Durante un viaje de estudio que hicieran Briggs y Mantini-Briggs a 30 pueblos en el Delta del río Orinoco, los parientes les dijeron que las víctimas habían sido mordidas por murciélagos. La pareja ha trabajado con los warao en el estado Delta Amacuro durante años y fue invitada por líderes indígenas a estudiar el brote.


“Esto es una enfermedad monstruo”, advirtió Tirso Gómez, un tradicional curandero warao que dijo que ellos nunca habían tenido una experiencia similar.


Mantini-Briggs, otrora funcionaria de salud venezolana, dijo estar sorprendida al ver que muchos warao tienen gatos, ellos le dijeron que los tienen para contrarrestar la presencia de murciélagos “que estaban mordiendo a los niños”.


Otro experto en medicina tropical, el doctor Daniel Bausch de la Universidad Tulane en Nueva Orleáns, está de acuerdo con que los síntomas y las cuentas sugieren que es rabia transmitida por murciélagos y, de ser confirmado, “probablemente sería apropiada una campaña de vacunación”.


El murciélago común presente en Venezuela se alimenta de la sangre de mamíferos, se lanza en picada y a menudo se acerca su presa cuando está dormida corriendo por tierra  o adhiriéndose a la hamaca si la persona duerme en ella. Entonces hace una pequeña incisión con sus dientes, y un anticoagulante de su saliva mantiene la hemorragia. Así chupa la sangre de su presa, quien generalmente no siente nada.


Los investigadores en Venezuela han comenzado a tomar precauciones. Mantini-Briggs dijo que ella comenzó a preocuparse por su propia salud el viernes, hablando con el biólogo Omar Linares, un experto en murciélagos de la Universidad Simon Bolívar.


La doctora halló sangre en su sábana luego de dormir en una hamaca en un pueblo warao hace dos semanas. Al principio pensó que era una picadura de insecto, pero recordó que se había herido un dedo esa mañana y vio dos pequeños huecos en la herida.

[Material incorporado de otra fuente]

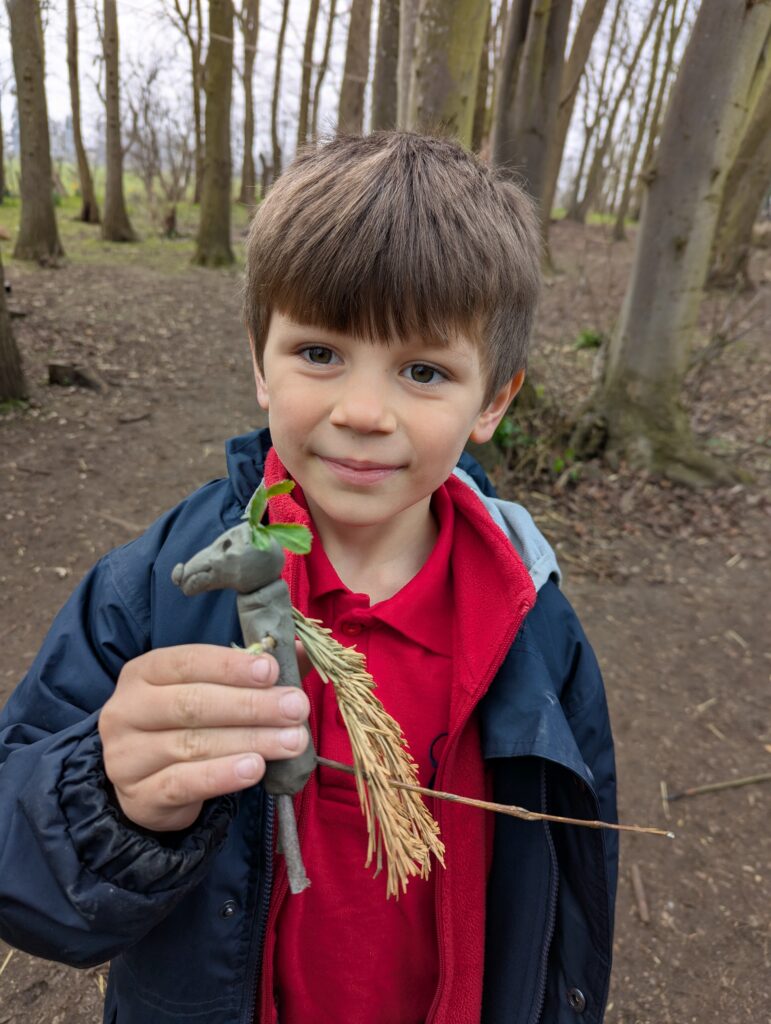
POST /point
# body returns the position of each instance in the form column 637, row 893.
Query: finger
column 171, row 799
column 140, row 760
column 207, row 706
column 205, row 663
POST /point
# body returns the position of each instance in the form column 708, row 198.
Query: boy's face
column 371, row 430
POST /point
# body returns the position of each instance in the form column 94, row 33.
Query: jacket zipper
column 551, row 920
column 249, row 1015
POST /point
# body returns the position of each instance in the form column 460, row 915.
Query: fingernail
column 292, row 705
column 260, row 670
column 248, row 768
column 290, row 738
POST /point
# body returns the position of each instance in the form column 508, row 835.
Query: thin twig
column 696, row 791
column 510, row 809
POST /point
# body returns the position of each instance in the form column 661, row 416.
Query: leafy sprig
column 291, row 536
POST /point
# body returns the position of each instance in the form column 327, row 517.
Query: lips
column 359, row 471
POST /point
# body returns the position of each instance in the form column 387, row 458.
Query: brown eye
column 421, row 373
column 318, row 354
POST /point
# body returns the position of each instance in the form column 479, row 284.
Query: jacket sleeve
column 78, row 883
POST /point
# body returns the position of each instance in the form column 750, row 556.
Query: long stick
column 733, row 783
column 510, row 809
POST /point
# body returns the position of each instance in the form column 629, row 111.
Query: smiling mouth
column 354, row 471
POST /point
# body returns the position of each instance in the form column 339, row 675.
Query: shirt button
column 576, row 1000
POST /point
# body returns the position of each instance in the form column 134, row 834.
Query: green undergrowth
column 83, row 243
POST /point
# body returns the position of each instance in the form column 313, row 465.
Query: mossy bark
column 11, row 376
column 648, row 354
column 384, row 85
column 356, row 71
column 89, row 210
column 116, row 225
column 249, row 18
column 213, row 244
column 445, row 67
column 38, row 236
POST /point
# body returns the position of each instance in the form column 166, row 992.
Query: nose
column 362, row 404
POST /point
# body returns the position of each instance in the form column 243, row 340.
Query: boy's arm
column 77, row 881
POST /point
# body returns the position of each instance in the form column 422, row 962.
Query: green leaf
column 260, row 537
column 292, row 536
column 282, row 487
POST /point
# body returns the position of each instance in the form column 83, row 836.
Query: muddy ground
column 671, row 585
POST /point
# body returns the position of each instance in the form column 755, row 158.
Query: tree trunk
column 655, row 118
column 307, row 68
column 323, row 68
column 2, row 157
column 745, row 187
column 648, row 354
column 89, row 210
column 589, row 22
column 115, row 225
column 213, row 246
column 11, row 376
column 596, row 170
column 479, row 124
column 249, row 19
column 538, row 94
column 351, row 111
column 274, row 140
column 408, row 23
column 634, row 155
column 384, row 86
column 38, row 236
column 448, row 39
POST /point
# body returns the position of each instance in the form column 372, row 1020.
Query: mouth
column 359, row 471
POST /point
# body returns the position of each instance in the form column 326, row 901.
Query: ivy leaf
column 292, row 536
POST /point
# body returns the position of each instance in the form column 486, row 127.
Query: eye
column 422, row 373
column 319, row 355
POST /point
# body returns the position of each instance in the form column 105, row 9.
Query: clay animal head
column 231, row 561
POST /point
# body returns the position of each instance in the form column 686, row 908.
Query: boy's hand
column 194, row 722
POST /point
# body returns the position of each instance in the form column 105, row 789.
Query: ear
column 491, row 415
column 259, row 379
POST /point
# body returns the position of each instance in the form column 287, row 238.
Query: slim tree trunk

Confirmando que podía tratarse de una mordida de murciélago, Linares le recomendó atacar el asunto como rabia inmediatamente.“Me están colocando las vacunas”, dijo Mantini-Briggs, “Estoy segura que me mordió un murciélago”.


La población warao llega a 36 mil personas aproximadamente y es uno de los 40 pueblos o etnias indígenas que habitan Venezuela. En total los indígenas venezolanos suman casi un millón, según indicó el profesor y antropólogo Ronny Velásquez.